# La Sal spot and stalk bear



## dark_cloud (Oct 18, 2010)

Just curious if anybody drew this tag last year and seen some bears? I hunted deer down there last year during that hunt and never seen any bears at all. I have hunted it in the past and seen lots of bears on the deer hunt, just nothing last year. Did they all get shot or pushed out of the normal areas, or was the hot dry summer the cause of them not being in the normal places? Even all of the bear sign I found, looked to be at least a month old. Is the tag worth burning my points on? Any info would be great


----------



## Kevin D (Sep 15, 2007)

Find the food source and you'll find the bear. Bear on that mountain rely heavily on acorns from the oakbrush, which can vary dramatically in intensity and location from year to year.

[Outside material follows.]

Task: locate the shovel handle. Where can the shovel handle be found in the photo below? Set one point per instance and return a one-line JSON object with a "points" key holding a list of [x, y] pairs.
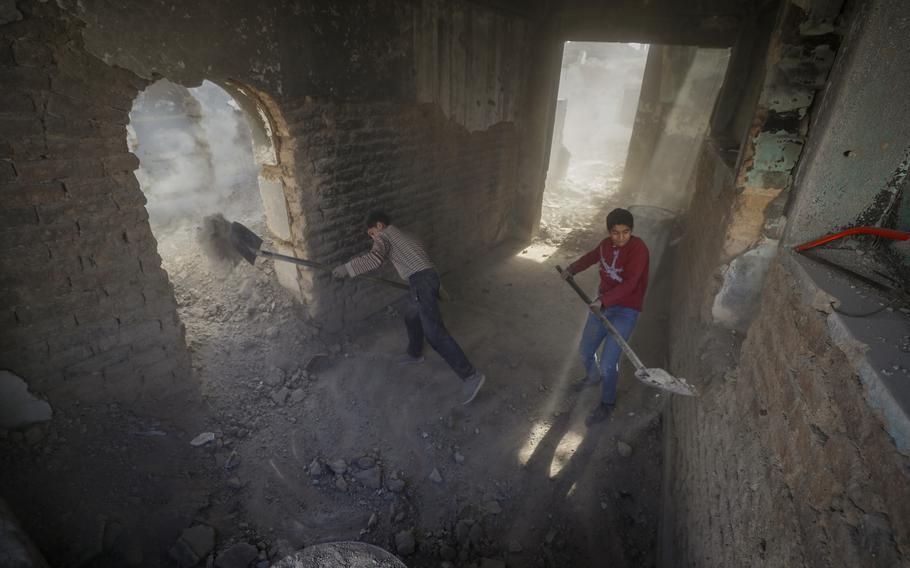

Some years one patch of oakbrush will produce a bumper crop of acorns and will be full of bear in September and the next year nothing. I remember one year hunting down there and turning the dogs loose in one small 5 acre patch of brush and watching 7 bear come boiling out. The next year the same patch was barren and I doubt there was a bear within miles.

Do some scouting and pay close attention to the mast crop and you'll be into the bear.


----------



## goofy elk (Dec 16, 2007)

I've been watching La Sal closely too, as I have enough points there as well.

Here's the problem the 'spot and stalk' season has,
Before this hunt even starts, there's a TON of bear related stuff going on.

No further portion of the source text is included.